Shin splints are somewhat of a generic term for pain in the tibia, or shin bone. Typically runners are most commonly affected, but it can occur in any repetitive impact sport. Other causes of leg pain are covered in the posts on chronic exertional compartment syndrome and stress fractures, so in discussing shin splints, we will focus specifically on medial tibial stress syndrome.
Signs and symptoms of shin splints
Athletes with this condition typically complain of leg pain along the medial side of the tibia. Usually the pain is more diffuse than the pain with a stress fracture, which is often painful in a smaller, more localized area (although not always true). Runners notice increasing pain with running as they increase their distances or duration with training. Occasionally the pain starts to affect daily activities.
Diagnosis of shin splints
Sports medicine physicians will examine the runner or painful athlete and usually find tenderness along the tibia over many centimeters. Signs of other problems such as calf tightness are most always absent. X-rays are usually normally, but physicians will order them to rule out stress fractures. Depending on the severity and duration of the symptoms, more advanced tests such as bone scans or MRI’s are ordered.
Treatment for shin splints
Treatment for medial tibial stress syndrome is usually nonsurgical.
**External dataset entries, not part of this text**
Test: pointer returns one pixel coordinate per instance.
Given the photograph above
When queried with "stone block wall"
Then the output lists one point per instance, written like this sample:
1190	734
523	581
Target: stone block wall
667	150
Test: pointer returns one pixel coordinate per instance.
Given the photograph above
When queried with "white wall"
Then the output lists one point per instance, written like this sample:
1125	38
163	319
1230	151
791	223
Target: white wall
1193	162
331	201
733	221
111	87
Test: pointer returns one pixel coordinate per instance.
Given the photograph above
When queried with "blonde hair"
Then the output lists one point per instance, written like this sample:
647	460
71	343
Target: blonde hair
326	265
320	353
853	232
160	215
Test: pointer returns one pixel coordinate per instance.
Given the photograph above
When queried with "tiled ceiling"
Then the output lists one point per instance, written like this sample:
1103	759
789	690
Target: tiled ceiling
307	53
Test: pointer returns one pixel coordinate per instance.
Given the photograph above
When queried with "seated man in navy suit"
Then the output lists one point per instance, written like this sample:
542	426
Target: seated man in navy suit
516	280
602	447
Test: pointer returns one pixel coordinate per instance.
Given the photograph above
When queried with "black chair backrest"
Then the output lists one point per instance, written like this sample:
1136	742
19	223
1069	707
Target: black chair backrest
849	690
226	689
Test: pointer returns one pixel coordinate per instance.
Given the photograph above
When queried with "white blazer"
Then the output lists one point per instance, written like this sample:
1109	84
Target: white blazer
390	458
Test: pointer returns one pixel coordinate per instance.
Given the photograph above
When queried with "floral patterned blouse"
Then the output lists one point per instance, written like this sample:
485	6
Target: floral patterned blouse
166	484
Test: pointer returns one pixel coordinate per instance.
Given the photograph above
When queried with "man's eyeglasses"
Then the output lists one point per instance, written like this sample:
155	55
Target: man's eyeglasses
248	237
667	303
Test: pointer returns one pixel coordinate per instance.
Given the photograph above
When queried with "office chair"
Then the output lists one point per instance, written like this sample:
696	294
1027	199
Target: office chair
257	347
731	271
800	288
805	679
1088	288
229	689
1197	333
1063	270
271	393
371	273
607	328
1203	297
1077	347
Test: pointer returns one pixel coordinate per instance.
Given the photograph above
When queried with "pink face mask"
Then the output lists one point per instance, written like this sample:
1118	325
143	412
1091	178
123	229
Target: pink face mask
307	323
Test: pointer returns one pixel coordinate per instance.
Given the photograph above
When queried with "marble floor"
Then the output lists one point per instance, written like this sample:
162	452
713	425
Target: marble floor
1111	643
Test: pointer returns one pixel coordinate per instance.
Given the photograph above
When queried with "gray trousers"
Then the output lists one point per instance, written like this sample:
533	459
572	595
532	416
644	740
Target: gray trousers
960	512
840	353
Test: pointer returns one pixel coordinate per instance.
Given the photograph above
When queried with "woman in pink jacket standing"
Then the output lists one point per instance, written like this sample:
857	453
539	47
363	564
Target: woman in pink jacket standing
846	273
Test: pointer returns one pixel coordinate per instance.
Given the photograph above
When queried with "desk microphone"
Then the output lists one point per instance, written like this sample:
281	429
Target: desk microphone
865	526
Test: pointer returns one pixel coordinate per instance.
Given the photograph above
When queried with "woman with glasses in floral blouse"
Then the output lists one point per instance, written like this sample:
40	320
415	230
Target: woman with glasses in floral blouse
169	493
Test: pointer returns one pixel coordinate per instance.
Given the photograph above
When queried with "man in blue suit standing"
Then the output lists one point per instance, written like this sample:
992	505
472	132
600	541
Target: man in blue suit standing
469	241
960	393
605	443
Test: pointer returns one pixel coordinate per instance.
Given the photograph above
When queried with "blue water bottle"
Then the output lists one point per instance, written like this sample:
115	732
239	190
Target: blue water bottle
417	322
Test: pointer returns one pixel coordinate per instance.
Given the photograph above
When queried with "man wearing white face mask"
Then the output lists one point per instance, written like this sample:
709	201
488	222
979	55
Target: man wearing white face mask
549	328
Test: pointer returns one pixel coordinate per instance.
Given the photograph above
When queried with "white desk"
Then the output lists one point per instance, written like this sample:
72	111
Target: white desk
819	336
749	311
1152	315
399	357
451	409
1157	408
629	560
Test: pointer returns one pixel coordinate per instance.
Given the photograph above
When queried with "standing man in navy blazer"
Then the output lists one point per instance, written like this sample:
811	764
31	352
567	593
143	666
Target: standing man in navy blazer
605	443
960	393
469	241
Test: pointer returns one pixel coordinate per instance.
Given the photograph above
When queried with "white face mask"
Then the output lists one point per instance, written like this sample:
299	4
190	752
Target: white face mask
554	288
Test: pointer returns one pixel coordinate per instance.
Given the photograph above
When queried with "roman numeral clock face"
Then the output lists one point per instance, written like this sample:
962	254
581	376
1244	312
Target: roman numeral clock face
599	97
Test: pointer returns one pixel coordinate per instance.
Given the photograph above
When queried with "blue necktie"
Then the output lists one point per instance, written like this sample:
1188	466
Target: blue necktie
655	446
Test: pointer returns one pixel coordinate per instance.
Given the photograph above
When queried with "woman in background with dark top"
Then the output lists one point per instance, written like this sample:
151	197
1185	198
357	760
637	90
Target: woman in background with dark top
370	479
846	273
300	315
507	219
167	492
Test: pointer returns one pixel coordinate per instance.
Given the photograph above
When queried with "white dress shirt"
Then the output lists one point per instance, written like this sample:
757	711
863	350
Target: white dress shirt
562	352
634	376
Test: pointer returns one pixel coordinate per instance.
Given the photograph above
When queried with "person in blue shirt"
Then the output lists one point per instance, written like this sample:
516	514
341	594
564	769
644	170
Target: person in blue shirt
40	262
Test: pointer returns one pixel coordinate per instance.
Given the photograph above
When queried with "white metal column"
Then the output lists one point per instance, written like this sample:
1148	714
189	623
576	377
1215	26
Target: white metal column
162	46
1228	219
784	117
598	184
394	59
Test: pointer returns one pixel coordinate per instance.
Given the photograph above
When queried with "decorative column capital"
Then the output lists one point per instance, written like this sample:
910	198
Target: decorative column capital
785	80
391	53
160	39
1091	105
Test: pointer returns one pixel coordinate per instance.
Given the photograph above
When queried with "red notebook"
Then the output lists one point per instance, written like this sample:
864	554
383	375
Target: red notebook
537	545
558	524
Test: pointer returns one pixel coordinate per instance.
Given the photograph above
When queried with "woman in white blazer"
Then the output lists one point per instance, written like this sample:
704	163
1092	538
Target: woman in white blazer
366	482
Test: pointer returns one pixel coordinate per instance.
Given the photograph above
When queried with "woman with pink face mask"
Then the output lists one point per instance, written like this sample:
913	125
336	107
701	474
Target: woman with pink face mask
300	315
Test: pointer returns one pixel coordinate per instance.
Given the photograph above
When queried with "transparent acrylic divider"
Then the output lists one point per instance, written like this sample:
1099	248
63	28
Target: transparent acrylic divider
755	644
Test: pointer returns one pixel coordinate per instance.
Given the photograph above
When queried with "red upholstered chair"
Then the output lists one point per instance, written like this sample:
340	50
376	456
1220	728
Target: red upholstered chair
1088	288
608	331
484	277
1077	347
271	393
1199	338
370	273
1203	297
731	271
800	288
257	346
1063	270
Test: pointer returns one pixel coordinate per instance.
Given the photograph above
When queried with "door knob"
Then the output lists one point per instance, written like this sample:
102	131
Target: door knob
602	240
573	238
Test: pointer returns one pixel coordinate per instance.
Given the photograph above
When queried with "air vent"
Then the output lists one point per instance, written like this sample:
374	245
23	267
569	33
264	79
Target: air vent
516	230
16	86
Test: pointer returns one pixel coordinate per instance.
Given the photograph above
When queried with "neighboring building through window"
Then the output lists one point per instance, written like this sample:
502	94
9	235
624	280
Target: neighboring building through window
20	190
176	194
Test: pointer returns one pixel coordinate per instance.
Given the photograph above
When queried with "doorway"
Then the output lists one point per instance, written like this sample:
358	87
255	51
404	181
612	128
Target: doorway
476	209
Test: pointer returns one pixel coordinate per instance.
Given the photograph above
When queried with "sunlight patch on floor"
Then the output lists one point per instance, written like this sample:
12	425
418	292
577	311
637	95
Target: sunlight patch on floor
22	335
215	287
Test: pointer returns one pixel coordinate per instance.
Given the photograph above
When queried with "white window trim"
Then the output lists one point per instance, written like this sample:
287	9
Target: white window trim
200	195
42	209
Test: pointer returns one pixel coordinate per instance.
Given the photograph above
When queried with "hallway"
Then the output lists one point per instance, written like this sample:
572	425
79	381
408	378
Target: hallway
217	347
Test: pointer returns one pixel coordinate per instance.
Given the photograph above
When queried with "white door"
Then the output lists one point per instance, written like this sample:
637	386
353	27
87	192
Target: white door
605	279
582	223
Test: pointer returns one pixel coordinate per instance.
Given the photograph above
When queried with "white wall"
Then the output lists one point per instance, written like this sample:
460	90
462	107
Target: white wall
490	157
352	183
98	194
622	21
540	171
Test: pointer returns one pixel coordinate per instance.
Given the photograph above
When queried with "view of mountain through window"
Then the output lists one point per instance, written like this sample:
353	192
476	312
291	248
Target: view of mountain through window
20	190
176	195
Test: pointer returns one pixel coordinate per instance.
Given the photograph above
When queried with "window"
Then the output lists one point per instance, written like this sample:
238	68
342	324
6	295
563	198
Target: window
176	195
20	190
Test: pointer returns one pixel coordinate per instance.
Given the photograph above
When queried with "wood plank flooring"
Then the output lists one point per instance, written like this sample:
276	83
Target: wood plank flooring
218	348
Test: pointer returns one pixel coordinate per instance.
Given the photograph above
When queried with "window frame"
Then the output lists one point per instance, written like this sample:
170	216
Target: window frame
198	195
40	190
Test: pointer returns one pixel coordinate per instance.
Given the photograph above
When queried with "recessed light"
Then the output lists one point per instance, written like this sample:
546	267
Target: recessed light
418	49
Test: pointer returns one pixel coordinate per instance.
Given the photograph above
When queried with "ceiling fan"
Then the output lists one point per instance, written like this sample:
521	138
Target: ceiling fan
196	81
Rest from running, or even just modifying activity and switching to less impact exercise such as swimming, biking, or using an elliptical trainer, is often necessary. Ice and anti-inflammatory medications, often provide pain relief. Physical therapy for stretching exercises and modalities can be helpful. The key is prevention. Runners need to increase their training slowly. When increasing distance for an upcoming race or event, they need to increase no more than 10% per week to give their tibias time to recover from the increased stress.